---
name: runbooks-troubleshooting-guides
user-invocable: false
description: Use when creating troubleshooting guides and diagnostic procedures for operational issues. Covers problem diagnosis, root cause analysis, and systematic debugging.
allowed-tools:
  - Read
  - Write
  - Edit
  - Bash
  - Grep
  - Glob
---

# Runbooks - Troubleshooting Guides

Creating effective troubleshooting guides for diagnosing and resolving operational issues.

## Troubleshooting Framework

### The 5-Step Method

1. **Observe** - Gather symptoms and data
2. **Hypothesize** - Form theories about root cause
3. **Test** - Validate hypotheses with experiments
4. **Fix** - Apply solution
5. **Verify** - Confirm resolution

## Basic Troubleshooting Guide

```markdown
# Troubleshooting: [Problem Statement]

## Symptoms

What the user/system is experiencing:
- API returning 503 errors
- Response time > 10 seconds
- High CPU usage alerts

## Quick Checks (< 2 minutes)

### 1. Is the service running?
```bash
kubectl get pods -n production | grep api-server
```

**Expected:** STATUS = Running

### 2. Are recent deploys the cause?

```bash
kubectl rollout history deployment/api-server
```

**Check:** Did we deploy in the last 30 minutes?

### 3. Is this affecting all users?

Check error rate in Datadog:

- If < 5%: Isolated issue, may be client-specific
- If > 50%: Widespread issue, likely infrastructure

## Common Causes

| Symptom | Likely Cause | Quick Fix |
|---------|-------------|-----------|
| 503 errors | Pod crashlooping | Restart deployment |
| Slow responses | Database connection pool | Increase pool size |
| High memory | Memory leak | Restart pods |

## Detailed Diagnosis

### Hypothesis 1: Database Connection Issues

**Test:**

```bash
# Check database connections
kubectl exec -it api-server-abc -- psql -h $DB_HOST -c "SELECT count(*) FROM pg_stat_activity"
```

**If connections > 90:** Pool is saturated.
**Next step:** Increase pool size or investigate slow queries.

### Hypothesis 2: High Traffic Spike

**Test:**

```bash
# Check request rate
curl -H "Authorization: Bearer $DD_API_KEY" \
  "https://api.datadoghq.com/api/v1/query?query=sum:nginx.requests{*}"
```

**If requests 3x normal:** Traffic spike.
**Next step:** Scale up pods or enable rate limiting.

### Hypothesis 3: External Service Degradation

**Test:**

```bash
# Check third-party API
curl -w "@curl-format.txt" https://api.stripe.com/v1/charges
```

**If response time > 2s:** External service slow.
**Next step:** Implement circuit breaker or increase timeouts.

## Resolution Steps

### Solution A: Immediate (< 5 minutes)

Restart affected pods:

```bash
kubectl rollout restart deployment/api-server -n production
```

**When to use:** Quick mitigation while investigating root cause.

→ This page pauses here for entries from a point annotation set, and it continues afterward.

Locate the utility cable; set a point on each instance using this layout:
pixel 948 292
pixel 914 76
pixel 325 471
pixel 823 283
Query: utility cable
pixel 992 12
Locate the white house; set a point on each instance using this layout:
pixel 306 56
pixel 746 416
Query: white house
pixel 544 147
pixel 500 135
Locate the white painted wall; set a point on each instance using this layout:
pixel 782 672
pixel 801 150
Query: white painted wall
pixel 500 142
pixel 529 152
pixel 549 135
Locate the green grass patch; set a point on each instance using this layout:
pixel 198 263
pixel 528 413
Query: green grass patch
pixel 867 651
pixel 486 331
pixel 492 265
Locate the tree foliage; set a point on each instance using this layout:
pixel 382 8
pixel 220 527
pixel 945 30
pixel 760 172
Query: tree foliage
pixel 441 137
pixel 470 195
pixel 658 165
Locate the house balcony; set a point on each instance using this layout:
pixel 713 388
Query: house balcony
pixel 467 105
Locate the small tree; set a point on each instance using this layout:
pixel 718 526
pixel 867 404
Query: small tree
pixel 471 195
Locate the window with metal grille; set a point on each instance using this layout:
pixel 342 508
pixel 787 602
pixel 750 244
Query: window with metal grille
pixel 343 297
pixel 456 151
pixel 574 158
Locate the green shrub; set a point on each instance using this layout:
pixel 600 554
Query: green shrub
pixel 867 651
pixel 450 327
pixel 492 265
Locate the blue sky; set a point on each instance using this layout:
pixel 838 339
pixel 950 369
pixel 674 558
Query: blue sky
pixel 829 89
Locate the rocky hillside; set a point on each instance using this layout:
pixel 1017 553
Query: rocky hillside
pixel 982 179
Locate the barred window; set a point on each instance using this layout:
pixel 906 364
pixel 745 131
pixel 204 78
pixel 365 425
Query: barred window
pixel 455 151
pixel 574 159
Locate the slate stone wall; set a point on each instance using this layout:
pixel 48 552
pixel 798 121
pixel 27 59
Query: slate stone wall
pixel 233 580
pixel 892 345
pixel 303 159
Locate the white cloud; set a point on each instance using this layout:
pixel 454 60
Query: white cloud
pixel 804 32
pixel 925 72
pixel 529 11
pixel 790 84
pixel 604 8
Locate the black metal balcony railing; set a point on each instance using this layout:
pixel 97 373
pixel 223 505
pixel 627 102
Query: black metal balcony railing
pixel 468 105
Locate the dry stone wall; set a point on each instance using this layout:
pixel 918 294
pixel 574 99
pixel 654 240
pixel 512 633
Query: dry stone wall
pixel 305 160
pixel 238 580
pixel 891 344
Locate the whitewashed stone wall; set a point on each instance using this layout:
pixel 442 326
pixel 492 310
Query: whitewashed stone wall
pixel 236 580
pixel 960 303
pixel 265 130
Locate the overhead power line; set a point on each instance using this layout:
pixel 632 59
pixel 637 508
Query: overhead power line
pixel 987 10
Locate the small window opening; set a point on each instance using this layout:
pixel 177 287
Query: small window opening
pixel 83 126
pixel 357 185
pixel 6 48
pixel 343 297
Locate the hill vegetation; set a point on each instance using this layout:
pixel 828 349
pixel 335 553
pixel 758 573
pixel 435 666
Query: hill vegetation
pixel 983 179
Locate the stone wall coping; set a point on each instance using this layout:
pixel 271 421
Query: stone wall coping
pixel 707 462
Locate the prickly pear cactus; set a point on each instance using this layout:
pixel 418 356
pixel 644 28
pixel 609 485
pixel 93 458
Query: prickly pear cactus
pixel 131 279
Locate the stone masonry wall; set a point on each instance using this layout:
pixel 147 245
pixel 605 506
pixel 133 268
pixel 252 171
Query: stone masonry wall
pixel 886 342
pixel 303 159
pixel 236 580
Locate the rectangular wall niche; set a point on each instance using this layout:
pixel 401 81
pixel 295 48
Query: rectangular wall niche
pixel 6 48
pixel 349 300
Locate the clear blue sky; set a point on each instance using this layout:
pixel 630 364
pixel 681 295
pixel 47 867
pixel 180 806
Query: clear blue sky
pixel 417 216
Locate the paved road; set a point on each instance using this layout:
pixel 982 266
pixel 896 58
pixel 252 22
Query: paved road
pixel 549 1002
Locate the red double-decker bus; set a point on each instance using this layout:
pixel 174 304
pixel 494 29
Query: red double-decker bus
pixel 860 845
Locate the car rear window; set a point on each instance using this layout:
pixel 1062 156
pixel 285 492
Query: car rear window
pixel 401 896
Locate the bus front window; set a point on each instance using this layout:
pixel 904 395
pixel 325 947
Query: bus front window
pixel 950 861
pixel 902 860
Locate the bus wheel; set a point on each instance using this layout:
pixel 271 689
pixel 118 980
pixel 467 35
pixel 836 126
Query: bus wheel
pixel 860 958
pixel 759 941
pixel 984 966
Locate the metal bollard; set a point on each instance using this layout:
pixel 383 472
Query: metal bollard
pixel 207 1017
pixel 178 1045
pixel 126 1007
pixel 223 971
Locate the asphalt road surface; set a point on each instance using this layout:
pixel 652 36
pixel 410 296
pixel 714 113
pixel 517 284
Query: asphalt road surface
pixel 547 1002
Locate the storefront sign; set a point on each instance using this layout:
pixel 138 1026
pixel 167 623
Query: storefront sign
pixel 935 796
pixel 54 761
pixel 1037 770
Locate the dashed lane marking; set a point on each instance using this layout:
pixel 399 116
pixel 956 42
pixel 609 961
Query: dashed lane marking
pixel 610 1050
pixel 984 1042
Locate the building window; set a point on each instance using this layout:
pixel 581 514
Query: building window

### Solution B: Short-term (< 30 minutes)

Scale up resources:

```bash
kubectl scale deployment/api-server --replicas=10 -n production
```

**When to use:** Traffic spike or resource exhaustion.

### Solution C: Long-term (< 2 hours)

Fix root cause:

1. Identify slow database query
2. Add database index
3. Deploy code optimization

**When to use:** After immediate pressure is relieved.

## Validation

- [ ] Error rate < 1%
- [ ] Response time p95 < 200ms
- [ ] CPU usage < 70%
- [ ] No active alerts

## Prevention

How to prevent this issue in the future:

- Add monitoring alert for connection pool saturation
- Implement auto-scaling based on request rate
- Set up load testing to find capacity limits

```

## Decision Tree Format

```markdown
# Troubleshooting: Slow API Responses

## Start Here

```

                    Check response time
                           |
            ┌──────────────┴──────────────┐
            │                             │
        < 500ms                       > 500ms
            │                             │
       NOT THIS RUNBOOK            Continue below

```

## Step 1: Locate the Slowness

```bash
# Check which service is slow
curl -w "@timing.txt" https://api.example.com/users
```

**Decision:**

- Time to first byte > 2s → Database slow (go to Step 2)
- Time to first byte < 100ms → Network slow (go to Step 3)
- Timeout → Service down (go to Step 4)

## Step 2: Database Diagnosis

```bash
# Check active queries
psql -c "SELECT query, state, query_start FROM pg_stat_activity WHERE state != 'idle'"
```

**Decision:**

- Query running > 5s → Slow query (Solution A)
- Many idle in transaction → Connection leak (Solution B)
- High connection count → Pool exhausted (Solution C)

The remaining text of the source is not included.